Open jburel opened 3 years ago
The issue with spaces in column names has been mentioned several times. As far as I understand, the investigation seemed to indication the limitation comes from PyTables i.e. the underlying storage mechanism for OMERO.tables.
Trying to find a few pointers, from the source code, do we know if the querying issues is related to the NaturalNameWarning
thrown in:
https://github.com/PyTables/PyTables/blob/0eed850b9031fb540edd2c1ff5c81b91efeba9d6/tables/path.py#L21 https://github.com/PyTables/PyTables/blob/0eed850b9031fb540edd2c1ff5c81b91efeba9d6/tables/path.py#L47-L49 https://github.com/PyTables/PyTables/blob/0eed850b9031fb540edd2c1ff5c81b91efeba9d6/tables/path.py#L87-L90
If this is the underlying problem, other characters commonly used in column headers like ()
or []
would also suffer from the same issue.
/cc @will-moore
An option could be to also add the CSV alongside the table. In some case it is good to have all the data in your hand.
I can definitely see having the CSV attached as a workaround, but to some extent, it's saying that the tables services does not suffice.
The CSV is a workaround but can be a valid option depending on the language used to access the data e.g. R due to the data manipulation java <-> R. As it stands the service is not enough. So we need to revisit it.
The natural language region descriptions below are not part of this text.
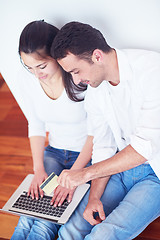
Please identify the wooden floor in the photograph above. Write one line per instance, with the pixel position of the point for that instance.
(16, 162)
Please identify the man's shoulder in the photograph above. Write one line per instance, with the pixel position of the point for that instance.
(140, 54)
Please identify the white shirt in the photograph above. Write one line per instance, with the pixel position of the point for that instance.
(128, 113)
(64, 119)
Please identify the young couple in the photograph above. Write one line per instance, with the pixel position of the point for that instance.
(123, 118)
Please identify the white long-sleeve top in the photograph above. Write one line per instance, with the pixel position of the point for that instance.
(128, 113)
(64, 119)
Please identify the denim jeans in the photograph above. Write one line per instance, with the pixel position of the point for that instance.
(55, 160)
(131, 201)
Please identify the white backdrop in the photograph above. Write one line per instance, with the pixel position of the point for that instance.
(124, 23)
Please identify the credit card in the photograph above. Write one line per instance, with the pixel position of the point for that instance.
(49, 184)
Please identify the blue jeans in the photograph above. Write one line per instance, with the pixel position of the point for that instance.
(131, 201)
(55, 160)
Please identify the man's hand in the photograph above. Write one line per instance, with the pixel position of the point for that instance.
(93, 207)
(60, 194)
(72, 178)
(34, 189)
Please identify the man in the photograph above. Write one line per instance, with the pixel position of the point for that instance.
(123, 106)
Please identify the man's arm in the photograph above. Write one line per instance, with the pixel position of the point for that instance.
(94, 204)
(124, 160)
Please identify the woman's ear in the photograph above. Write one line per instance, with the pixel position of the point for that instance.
(97, 56)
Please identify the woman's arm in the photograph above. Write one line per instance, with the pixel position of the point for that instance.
(85, 155)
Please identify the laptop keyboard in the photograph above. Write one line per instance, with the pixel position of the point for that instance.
(42, 205)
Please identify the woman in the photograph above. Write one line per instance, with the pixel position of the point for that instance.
(55, 103)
https://github.com/ome/omero-py/pull/287 starts exploring solutions for searching tables using columns with space in names.
The underlying problem is that you cannot write a valid PyTables condition e.g. table.where("my column"=="foo")
is not valid.
https://github.com/ome/omero-py/pull/287 contains a proof of concept that these queries are possible using a substitution variable and condvars to map the variable to the appropriate column in the table using getattr
.
Currently blocked on passing this condvars
mapping using the remote API. Up for discussion, but I suspect one way forward would to define an API passing the mapping as a simple <variable name>: <column name>
dictionary and internalize the logic allowing to retrieve the column using getattr
.
The CSV
workaround is not really needed, I have opted to use the Web API to load the table data and it works nicely. it has been used in https://github.com/IDR/idr0094-ellinger-sarscov2/blob/master/notebooks/idr0094-ic50.ipynb and https://github.com/IDR/idr0094-ellinger-sarscov2/blob/master/apps/app.R
The corresponding change has been merged upstream in OMERO.py - https://github.com/ome/openmicroscopy/pull/6283/files brings a proof of concept of how to write a query against a column with space in its name. I have not retested in the IDR context but I assume this issue can either can be closed (as we decided it was not an issue specific to the metadata plugin) and/or moved as a documentation issue?
Tables in IDR have spaces in most of the columns' name. This implies that it is not possible to retrieve specifying the value in a given column e.g. give me the row with Remdesivir in the
Compound Name
column. To filter one needs to load the full table (~15mins loading time) to retrieve few relevant rows, in the remdesivir example, 24/9792 rows are relevant.